Two Poems

Up-Nord on the Company Line

College kids on summer break, we lived
in tarpaper shacks at a lumber camp, earning
money with ex-cons, alcoholics and immigrants,
bottom feeders, unqualified to hold better jobs.

As gandy-dancers, we aligned railroad tracks,
cut trees to replace ties, not too deep in the woods
‘cause the no-see-ums and mosquitoes could
suck you dry, thick as flies on day-old road kill.

Duke, the dozer driver, a cut above the others,
showed us months of his un-cashed paychecks
he stashed in a Marsh-Wheeling cigar box.
He bragged he hadn’t touched liquor in a year.

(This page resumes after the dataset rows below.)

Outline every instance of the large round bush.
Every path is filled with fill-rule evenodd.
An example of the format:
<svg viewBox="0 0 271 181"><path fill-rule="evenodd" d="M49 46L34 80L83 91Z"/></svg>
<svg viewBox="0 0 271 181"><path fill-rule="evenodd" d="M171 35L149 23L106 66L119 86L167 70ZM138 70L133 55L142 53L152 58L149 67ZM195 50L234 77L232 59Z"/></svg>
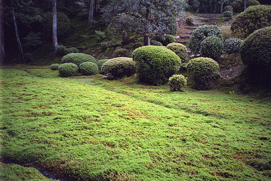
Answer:
<svg viewBox="0 0 271 181"><path fill-rule="evenodd" d="M78 66L73 63L63 64L59 67L60 76L63 77L75 76L78 73Z"/></svg>
<svg viewBox="0 0 271 181"><path fill-rule="evenodd" d="M96 63L95 58L92 56L82 53L70 53L65 55L62 58L61 64L73 63L77 66L80 66L83 62L90 62Z"/></svg>
<svg viewBox="0 0 271 181"><path fill-rule="evenodd" d="M58 24L58 37L63 37L70 29L70 20L65 14L58 12L57 14ZM44 33L48 37L51 37L53 30L53 13L47 13L43 18L43 27Z"/></svg>
<svg viewBox="0 0 271 181"><path fill-rule="evenodd" d="M202 55L216 59L223 53L223 41L220 38L209 36L200 44L200 53Z"/></svg>
<svg viewBox="0 0 271 181"><path fill-rule="evenodd" d="M219 69L218 64L210 58L194 58L188 62L187 66L192 86L197 90L211 89Z"/></svg>
<svg viewBox="0 0 271 181"><path fill-rule="evenodd" d="M115 80L134 74L136 71L136 62L131 58L118 57L104 63L101 71L107 74L108 79Z"/></svg>
<svg viewBox="0 0 271 181"><path fill-rule="evenodd" d="M98 74L98 66L93 62L84 62L79 66L80 71L83 75L91 75Z"/></svg>
<svg viewBox="0 0 271 181"><path fill-rule="evenodd" d="M249 7L232 21L231 29L241 37L247 37L255 30L271 26L271 6Z"/></svg>
<svg viewBox="0 0 271 181"><path fill-rule="evenodd" d="M256 6L260 5L260 3L256 0L247 0L246 3L246 7L250 6ZM231 7L234 13L241 13L244 11L243 0L236 0L231 3Z"/></svg>
<svg viewBox="0 0 271 181"><path fill-rule="evenodd" d="M239 51L242 40L239 38L227 39L224 41L224 52L227 54L236 53Z"/></svg>
<svg viewBox="0 0 271 181"><path fill-rule="evenodd" d="M137 65L139 81L153 85L167 82L181 64L176 53L163 47L140 47L133 52L132 57Z"/></svg>
<svg viewBox="0 0 271 181"><path fill-rule="evenodd" d="M192 53L200 53L200 43L209 36L222 38L222 32L216 26L203 25L194 30L189 39L189 48Z"/></svg>
<svg viewBox="0 0 271 181"><path fill-rule="evenodd" d="M187 60L187 49L184 45L179 43L171 43L167 45L166 48L179 56L182 63Z"/></svg>

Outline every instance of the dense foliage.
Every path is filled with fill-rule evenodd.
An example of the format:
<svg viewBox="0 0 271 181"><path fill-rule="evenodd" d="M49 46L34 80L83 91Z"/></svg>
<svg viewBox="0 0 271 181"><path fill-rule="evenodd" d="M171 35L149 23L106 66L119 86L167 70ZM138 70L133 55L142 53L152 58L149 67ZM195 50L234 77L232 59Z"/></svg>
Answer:
<svg viewBox="0 0 271 181"><path fill-rule="evenodd" d="M163 47L140 47L133 52L132 56L137 64L139 81L153 85L167 82L181 64L178 55Z"/></svg>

Come July 4th Duke took the train to town,
gone for weeks his diesel Cat sat silent,
no one else knew how to drive a bull-dozer,
the power of a steel blade for cutting trails.

One hot night we helped Duke off the train.
Drunk, he smelled of piss and unclean odors,
not a dime left, his total earnings blasted,
helped to his barracks, he lay in his bunk.

That night he awoke screaming, he saw
the big Cat crawling up his legs, delirious,
Duke shook and howled like a crazy man,
the first delirium tremens we’d ever seen.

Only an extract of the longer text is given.